Воскресным вечером от перрона харбинского вокзала медленно отходил пассажирский поезд. Генерал Пепеляев с вагонной площадки махал широкополой шляпой ускользавшему вокзалу, освещенным улицам, потом меланхолически произнес, обращаясь к Харбину:

— Прощай, но если навсегда, то навсегда прощай!

— Благословляю вас на великий, на крестовый поход! Молюсь за успех и здоровье ваше и надеюсь на очищение Якутии от плевел диаволовых. Как шли когда-то рыцари на освобождение святого города Иерусалима и гроба господня, так и вы, мой генерал, и вы, мой губернатор, пройдете лесные дебри и снежные пустыни, — торжественно говорил Дитерихс, осеняя крестным знамением Пепеляева и Куликовского.

В окнах кабинета густо синела бухта, подсвеченная оранжевыми полосами заката. Впаянный в воду, глазел на город жерлами дальнобойных орудий миноносец, над зданием штаба оккупационных войск пощелкивал японский, с восходящим солнцем флаг. Воевода, генерал, губернатор посидели минуту в полном молчании и встали: Дитерихс, усеянный от шеи до живота орденами, Пепеляев с георгиевским крестом, Куликовский с бело-зеленой ленточкой на лацкане черного костюма.

— Господа! — снова с чувством сказал Дитерихс. — Ко мне обращались представители японских и американских фирм, имеющих торговые интересы на русском севере. Они предлагали свою помощь, воспользуйтесь их обещаниями, возьмите все, что дадут. Особенно от японцев, ибо японцы самые надежные, самые верные наши союзники, — Дитерихс трижды поцеловал Пепеляева, потом Куликовского: — «Наступил час пробудиться нам ото сна. Ибо ныне ближе к нам спасение, нежели когда мы уверовали. Ночь прошла, а день приблизился, итак, отвергнем дела тьмы и облечемся в оружие света…»

Для офицеров добровольческой дружины был устроен прощальный банкет. От имени фирмы «Олаф Свенсон» ее представитель зачитал обращение к пепеляевцам:

— «На призыв якутского населения мы сочли своим долгом откликнуться организацией экономической помощи. В осуществление этих задач наше общество посылает к берегам Камчатки и Якутии несколько торговых экспедиций, в том числе к устью реки Колымы, к берегам Охотского моря, на Олу, в Аян. Вероятно, уже прибыл корабль нашего общества «Мезатлан» с американскими товарами и продовольствием. Достопочтенный мистер Пепеляев! — продолжал представитель, — фирма «Олаф Свенсон» вменила мне в приятную обязанность вручить вам сто тысяч долларов, — он подал чек Пепеляеву.

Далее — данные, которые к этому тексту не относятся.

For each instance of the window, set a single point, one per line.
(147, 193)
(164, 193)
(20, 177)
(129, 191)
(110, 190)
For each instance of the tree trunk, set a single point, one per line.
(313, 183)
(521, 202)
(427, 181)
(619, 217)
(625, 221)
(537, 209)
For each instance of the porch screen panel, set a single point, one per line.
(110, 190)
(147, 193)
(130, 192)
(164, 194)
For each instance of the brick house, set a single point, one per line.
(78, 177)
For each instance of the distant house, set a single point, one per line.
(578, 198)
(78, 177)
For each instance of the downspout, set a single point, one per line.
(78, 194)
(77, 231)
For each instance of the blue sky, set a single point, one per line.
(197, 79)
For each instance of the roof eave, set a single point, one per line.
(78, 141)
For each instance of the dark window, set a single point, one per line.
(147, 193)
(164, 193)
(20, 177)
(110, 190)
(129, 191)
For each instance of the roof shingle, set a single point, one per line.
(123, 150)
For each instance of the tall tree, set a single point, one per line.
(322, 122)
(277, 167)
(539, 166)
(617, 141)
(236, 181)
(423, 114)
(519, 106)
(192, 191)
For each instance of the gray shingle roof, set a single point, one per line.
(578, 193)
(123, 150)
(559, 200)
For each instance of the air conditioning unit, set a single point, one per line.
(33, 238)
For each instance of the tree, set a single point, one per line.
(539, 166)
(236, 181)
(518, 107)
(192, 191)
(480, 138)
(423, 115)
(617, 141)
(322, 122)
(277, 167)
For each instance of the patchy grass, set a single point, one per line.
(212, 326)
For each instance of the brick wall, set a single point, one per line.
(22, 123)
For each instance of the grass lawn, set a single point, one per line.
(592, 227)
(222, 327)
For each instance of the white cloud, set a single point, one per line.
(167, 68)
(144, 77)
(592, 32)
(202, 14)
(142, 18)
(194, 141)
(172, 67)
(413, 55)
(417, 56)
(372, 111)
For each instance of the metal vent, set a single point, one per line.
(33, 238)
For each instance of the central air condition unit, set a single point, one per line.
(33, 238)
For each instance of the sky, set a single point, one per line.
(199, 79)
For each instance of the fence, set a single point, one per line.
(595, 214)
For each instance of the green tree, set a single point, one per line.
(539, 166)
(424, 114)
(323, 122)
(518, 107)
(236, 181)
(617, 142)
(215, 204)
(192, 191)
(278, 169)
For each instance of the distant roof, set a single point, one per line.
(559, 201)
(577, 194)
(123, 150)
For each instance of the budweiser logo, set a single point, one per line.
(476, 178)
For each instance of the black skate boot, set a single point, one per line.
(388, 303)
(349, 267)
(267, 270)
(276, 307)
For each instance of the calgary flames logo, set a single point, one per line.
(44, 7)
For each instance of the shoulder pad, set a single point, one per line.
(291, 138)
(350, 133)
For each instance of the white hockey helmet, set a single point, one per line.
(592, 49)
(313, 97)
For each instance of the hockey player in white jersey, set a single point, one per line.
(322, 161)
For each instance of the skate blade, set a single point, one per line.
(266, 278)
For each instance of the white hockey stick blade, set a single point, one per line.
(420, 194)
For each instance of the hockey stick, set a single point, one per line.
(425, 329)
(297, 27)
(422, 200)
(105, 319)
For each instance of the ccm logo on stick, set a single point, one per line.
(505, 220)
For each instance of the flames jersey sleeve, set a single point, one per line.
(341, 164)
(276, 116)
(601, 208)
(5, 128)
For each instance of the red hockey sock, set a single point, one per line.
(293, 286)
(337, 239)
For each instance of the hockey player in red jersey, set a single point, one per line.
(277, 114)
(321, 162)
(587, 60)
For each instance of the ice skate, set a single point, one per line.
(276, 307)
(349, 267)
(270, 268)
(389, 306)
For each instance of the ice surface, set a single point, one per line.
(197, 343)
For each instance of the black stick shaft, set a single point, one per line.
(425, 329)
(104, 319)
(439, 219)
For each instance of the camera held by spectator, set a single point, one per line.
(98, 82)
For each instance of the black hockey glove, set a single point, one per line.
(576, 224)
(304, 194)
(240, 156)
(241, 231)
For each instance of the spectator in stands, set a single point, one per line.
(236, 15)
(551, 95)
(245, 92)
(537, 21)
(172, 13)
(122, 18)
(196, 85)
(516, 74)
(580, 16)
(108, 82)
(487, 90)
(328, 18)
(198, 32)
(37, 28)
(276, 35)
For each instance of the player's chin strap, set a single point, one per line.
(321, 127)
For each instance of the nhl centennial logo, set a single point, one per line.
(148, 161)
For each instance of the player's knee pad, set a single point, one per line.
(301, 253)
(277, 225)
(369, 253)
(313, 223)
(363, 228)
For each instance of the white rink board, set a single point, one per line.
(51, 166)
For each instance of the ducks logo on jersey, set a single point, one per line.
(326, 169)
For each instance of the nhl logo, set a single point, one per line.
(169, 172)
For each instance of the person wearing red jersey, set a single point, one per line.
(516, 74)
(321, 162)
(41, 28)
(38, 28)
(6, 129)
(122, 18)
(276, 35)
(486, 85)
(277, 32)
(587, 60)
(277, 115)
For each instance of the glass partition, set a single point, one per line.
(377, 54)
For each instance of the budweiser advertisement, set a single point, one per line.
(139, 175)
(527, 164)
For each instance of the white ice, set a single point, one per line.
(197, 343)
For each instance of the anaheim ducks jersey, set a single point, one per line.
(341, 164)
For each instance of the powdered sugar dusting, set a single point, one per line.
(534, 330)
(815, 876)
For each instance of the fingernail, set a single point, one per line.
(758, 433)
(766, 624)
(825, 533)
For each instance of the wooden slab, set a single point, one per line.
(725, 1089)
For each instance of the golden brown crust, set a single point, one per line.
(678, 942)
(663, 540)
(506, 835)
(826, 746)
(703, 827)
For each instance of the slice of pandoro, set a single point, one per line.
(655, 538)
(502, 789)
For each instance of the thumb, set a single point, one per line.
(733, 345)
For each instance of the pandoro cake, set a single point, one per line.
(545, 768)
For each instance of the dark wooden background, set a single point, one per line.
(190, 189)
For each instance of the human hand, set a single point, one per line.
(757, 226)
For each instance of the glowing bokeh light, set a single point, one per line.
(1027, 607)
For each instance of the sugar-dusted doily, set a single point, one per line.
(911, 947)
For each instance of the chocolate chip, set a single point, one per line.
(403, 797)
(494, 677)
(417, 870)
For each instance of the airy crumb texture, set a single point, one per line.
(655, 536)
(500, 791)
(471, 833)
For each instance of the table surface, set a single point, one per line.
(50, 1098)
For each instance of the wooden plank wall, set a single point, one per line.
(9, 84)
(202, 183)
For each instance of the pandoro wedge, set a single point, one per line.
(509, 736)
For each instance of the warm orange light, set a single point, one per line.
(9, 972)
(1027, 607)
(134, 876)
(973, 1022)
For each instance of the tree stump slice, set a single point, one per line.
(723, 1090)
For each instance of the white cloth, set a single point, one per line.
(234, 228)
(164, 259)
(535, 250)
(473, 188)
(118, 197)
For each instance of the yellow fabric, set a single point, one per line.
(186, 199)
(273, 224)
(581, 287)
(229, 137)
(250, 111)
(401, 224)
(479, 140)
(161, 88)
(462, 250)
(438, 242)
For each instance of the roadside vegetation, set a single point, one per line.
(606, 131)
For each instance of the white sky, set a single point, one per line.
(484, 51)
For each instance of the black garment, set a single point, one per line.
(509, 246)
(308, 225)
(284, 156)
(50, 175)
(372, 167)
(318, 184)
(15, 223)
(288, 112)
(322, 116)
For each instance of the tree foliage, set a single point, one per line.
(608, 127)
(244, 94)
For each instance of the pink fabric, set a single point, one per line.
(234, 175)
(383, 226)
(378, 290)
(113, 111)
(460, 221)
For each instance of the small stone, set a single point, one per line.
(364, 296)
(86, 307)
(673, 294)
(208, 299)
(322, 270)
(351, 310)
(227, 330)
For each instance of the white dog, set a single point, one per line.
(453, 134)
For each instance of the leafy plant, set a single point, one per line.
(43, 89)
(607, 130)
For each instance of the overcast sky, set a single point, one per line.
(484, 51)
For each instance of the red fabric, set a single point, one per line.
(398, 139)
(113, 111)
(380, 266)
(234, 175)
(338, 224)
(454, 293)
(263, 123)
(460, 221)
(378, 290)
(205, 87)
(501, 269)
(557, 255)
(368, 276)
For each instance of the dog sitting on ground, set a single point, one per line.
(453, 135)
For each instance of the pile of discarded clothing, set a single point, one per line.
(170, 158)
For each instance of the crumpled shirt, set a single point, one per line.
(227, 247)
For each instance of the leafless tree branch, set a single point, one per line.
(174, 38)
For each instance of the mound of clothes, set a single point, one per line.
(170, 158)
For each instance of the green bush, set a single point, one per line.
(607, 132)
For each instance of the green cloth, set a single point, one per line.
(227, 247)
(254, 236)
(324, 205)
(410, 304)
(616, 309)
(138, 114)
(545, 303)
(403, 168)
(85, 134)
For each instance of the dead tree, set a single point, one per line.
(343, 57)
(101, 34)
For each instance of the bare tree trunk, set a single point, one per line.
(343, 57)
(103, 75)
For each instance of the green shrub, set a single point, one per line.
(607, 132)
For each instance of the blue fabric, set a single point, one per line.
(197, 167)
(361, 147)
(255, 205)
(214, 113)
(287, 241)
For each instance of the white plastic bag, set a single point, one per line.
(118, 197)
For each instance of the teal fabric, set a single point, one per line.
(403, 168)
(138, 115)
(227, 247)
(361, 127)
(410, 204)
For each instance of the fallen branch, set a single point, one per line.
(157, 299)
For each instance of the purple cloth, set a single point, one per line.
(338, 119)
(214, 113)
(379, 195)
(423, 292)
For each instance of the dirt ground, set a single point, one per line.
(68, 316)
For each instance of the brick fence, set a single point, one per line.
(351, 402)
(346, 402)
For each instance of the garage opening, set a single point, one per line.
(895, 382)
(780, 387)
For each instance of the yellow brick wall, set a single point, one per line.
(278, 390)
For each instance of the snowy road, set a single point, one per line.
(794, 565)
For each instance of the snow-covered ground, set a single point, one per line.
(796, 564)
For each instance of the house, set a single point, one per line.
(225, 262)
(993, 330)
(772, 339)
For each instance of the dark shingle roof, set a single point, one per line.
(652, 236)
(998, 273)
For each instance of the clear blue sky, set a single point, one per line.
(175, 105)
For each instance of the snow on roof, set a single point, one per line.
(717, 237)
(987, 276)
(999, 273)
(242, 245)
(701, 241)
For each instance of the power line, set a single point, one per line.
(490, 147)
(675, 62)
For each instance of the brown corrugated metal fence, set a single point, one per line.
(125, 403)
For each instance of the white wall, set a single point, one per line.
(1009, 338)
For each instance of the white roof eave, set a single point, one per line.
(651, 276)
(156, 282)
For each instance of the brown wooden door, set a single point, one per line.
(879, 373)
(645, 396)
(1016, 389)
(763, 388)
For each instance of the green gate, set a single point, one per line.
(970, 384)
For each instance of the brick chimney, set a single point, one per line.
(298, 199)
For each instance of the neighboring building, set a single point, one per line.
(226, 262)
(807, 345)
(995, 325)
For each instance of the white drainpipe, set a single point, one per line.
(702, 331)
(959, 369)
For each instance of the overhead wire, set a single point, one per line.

Офицеры подвыпили, языки развязались, начался застольный разговор, а между полковником Андерсом и генералом Ракитиным вспыхнул спор.

— Кто командует войсками под Спасском? — спрашивал генерал.

— Не помню, кажется, какой-то кузнец Остряков…

— И маршал Мюрат был сыном конюха.

— Мюрат учился искусству побеждать у Бонапарта, а тот, как его, Остряков, у кого? У деда Вавилы хвататься за вилы?

— Настоящая фамилия того кузнеца Вострецов, а зовут Степаном. Не нравится мне, когда опасного и смелого противника делают трусом и дураком. А знаете ли вы, что этот кузнец награжден тремя Георгиями за храбрость? Нет? А известно ли вам, как он геройски показал себя в сражении за Челябинск? Тоже не слышали? Следует помнить — именно Вострецов ворвался в Омск и разоружил на вокзале несколько наших эшелонов. За все это я бы наградил Вострецова орденом Андрея Первозванного, а потом повесил бы, но храбрец остается храбрецом даже в смерти. «Лишь дело героя да речь мудреца проходят столетья, не зная конца», — внезапно проскандировал генерал с гимназических лет знакомые стихи.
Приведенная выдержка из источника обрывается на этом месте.